Sayın Balku,
Ceza davasının takibi, avukatın görevlendirilmesi kapsamında değilse avukat, ceza davasını takip mecburiyetinde değildir. Bu çerçevede ceza davasını takip etmeme durumu, azle haklı gerekçe oluşturmaz. Bu durumu siz de bilmektesiniz; ki aslında sindiremediğinizin "Ankara'dan bir avukatın, trafik kazası olayını bir şekilde duyup, vatandaşı araması, onu ikna etmesi, vekalet verdirmesi/sözleşme imzalatması" kısmı olduğunu düşünüyorum.
|
Alıntı: |
|
|
|
|
|
|
|
|
..."hiç görmediğim, hiç tanımadığım, üzüntülü anımda fırsatçılık yapıp, beni etkileyip ikna eden ve ceza davasına bile gelmeyen avukatla aramda güven ilişkisi kalmadığını düşünüp, avukatı azlediyor... |
|
|
|
|
|
Müvekkiliniz, zaten avukatı tanımayarak ve görmeyerek sözleşmeyi imzalamıştır. Dolayısıyla bu söyledikleri de sözleşme kurulduktan sonra avukattan mütevellit güven ilişkisinin zedelendiğini kabule elverişli değildir.

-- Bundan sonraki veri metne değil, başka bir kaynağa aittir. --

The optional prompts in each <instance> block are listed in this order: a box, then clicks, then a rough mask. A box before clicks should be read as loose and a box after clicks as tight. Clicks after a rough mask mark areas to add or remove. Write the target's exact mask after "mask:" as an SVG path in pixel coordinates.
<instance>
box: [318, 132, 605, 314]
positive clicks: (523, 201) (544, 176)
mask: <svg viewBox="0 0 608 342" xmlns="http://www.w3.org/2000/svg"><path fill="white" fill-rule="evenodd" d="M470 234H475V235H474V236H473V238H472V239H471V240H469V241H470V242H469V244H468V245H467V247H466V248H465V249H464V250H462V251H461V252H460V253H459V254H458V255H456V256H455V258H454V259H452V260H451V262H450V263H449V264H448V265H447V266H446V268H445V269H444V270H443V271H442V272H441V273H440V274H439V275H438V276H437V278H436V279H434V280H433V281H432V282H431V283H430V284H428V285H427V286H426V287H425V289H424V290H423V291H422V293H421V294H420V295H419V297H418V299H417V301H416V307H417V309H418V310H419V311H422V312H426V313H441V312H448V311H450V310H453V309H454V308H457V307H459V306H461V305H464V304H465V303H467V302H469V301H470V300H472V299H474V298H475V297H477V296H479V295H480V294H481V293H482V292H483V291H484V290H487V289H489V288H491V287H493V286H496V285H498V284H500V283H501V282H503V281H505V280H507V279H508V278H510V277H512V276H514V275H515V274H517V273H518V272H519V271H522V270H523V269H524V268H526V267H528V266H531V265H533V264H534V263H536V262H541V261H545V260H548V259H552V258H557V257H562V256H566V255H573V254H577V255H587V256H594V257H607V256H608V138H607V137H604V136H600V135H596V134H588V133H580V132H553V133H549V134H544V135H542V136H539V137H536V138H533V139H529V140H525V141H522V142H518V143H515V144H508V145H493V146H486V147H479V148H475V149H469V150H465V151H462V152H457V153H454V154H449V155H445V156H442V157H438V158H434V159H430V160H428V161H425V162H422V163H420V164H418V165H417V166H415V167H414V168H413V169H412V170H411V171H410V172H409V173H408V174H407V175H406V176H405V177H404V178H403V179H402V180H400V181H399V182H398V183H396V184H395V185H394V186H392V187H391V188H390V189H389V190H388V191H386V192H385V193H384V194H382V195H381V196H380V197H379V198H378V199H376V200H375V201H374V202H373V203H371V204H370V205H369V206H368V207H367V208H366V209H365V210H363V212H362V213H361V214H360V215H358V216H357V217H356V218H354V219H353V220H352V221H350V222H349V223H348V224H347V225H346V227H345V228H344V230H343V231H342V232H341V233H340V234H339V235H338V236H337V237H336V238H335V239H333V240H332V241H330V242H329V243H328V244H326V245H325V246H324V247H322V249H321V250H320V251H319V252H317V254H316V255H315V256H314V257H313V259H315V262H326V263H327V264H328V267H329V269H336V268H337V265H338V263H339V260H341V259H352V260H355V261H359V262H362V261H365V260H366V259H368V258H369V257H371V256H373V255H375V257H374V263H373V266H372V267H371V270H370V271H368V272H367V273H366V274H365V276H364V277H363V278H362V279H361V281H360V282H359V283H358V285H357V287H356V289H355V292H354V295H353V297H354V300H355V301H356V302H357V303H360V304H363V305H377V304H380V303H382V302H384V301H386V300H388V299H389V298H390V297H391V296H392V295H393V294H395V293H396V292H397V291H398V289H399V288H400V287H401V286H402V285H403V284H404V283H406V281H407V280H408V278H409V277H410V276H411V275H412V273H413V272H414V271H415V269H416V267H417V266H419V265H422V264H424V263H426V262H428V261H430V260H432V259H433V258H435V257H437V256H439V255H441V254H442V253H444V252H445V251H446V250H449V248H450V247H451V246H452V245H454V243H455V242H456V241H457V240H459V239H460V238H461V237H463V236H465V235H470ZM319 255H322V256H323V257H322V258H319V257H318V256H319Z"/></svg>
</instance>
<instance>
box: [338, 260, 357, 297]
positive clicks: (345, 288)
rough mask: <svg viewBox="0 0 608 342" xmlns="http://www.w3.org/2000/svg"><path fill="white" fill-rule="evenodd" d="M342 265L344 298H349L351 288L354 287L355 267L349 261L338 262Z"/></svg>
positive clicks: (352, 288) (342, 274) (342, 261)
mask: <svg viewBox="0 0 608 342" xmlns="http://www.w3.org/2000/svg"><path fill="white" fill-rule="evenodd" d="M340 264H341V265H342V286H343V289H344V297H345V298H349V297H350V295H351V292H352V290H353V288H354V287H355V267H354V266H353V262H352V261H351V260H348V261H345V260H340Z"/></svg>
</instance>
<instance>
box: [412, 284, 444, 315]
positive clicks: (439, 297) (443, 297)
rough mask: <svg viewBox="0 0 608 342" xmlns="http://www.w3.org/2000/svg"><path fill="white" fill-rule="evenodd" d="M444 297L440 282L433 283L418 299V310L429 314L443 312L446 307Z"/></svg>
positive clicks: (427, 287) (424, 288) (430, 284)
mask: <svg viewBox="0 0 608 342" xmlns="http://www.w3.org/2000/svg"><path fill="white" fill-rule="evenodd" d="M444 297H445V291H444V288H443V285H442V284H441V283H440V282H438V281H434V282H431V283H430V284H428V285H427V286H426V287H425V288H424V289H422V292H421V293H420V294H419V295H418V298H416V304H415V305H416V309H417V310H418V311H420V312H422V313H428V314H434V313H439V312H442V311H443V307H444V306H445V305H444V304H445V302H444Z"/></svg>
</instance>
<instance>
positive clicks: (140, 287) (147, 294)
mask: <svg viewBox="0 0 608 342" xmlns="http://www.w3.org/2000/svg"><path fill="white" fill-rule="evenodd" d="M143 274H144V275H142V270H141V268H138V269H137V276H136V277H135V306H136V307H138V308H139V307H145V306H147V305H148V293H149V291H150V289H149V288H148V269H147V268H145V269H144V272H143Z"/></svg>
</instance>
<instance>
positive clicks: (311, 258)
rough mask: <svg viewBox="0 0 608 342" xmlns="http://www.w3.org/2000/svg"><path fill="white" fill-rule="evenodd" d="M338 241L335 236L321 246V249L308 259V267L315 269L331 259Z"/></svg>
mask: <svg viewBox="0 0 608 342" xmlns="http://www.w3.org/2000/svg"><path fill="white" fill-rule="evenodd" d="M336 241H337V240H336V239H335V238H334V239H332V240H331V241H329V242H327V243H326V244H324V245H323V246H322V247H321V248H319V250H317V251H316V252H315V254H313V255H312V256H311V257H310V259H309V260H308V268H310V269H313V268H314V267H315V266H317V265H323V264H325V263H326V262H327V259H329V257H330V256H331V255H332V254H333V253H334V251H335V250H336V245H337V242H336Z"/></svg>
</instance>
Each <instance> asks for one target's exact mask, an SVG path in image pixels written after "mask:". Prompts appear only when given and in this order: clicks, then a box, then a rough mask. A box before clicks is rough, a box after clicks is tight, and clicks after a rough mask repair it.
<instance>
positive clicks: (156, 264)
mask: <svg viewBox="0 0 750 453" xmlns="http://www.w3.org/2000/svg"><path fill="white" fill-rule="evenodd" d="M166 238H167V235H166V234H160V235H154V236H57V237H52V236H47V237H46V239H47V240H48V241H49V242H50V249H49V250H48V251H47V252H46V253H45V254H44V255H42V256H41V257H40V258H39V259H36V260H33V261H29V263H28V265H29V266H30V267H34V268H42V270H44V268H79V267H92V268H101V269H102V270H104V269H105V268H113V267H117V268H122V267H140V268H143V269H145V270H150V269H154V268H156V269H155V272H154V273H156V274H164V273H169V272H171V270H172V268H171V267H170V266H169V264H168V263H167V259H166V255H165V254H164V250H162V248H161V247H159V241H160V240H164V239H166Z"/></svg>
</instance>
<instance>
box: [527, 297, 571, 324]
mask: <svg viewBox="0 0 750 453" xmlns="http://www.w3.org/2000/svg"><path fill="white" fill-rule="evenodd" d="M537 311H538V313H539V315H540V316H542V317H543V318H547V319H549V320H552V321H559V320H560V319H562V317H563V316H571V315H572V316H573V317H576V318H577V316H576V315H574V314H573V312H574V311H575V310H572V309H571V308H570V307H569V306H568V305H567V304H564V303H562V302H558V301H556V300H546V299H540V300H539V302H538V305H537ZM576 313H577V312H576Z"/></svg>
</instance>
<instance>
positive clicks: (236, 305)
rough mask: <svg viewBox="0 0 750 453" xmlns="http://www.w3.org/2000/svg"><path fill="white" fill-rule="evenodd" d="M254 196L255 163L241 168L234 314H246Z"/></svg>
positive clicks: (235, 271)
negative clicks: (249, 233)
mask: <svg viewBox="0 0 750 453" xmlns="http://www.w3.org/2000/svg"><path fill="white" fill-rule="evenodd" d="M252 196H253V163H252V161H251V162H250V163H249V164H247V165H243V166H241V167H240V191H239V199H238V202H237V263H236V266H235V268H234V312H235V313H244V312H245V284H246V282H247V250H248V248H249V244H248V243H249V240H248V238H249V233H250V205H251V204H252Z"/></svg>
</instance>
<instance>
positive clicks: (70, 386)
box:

Müvekkilinizin "fırsatçılık yapıp, beni etkileyip ikna eden" söylemi sözleşmenin kurulması aşamasında irade fesadı olduğu iddiası gibi görünüyor. Bu meyanda (somut olay muvacehesinde kabul ettirilmesi zor ama) irade fesadından dolayı müvekkilinizin sözleşmeyle bağlı olmadığı konusunu değerlendirebilirsiniz.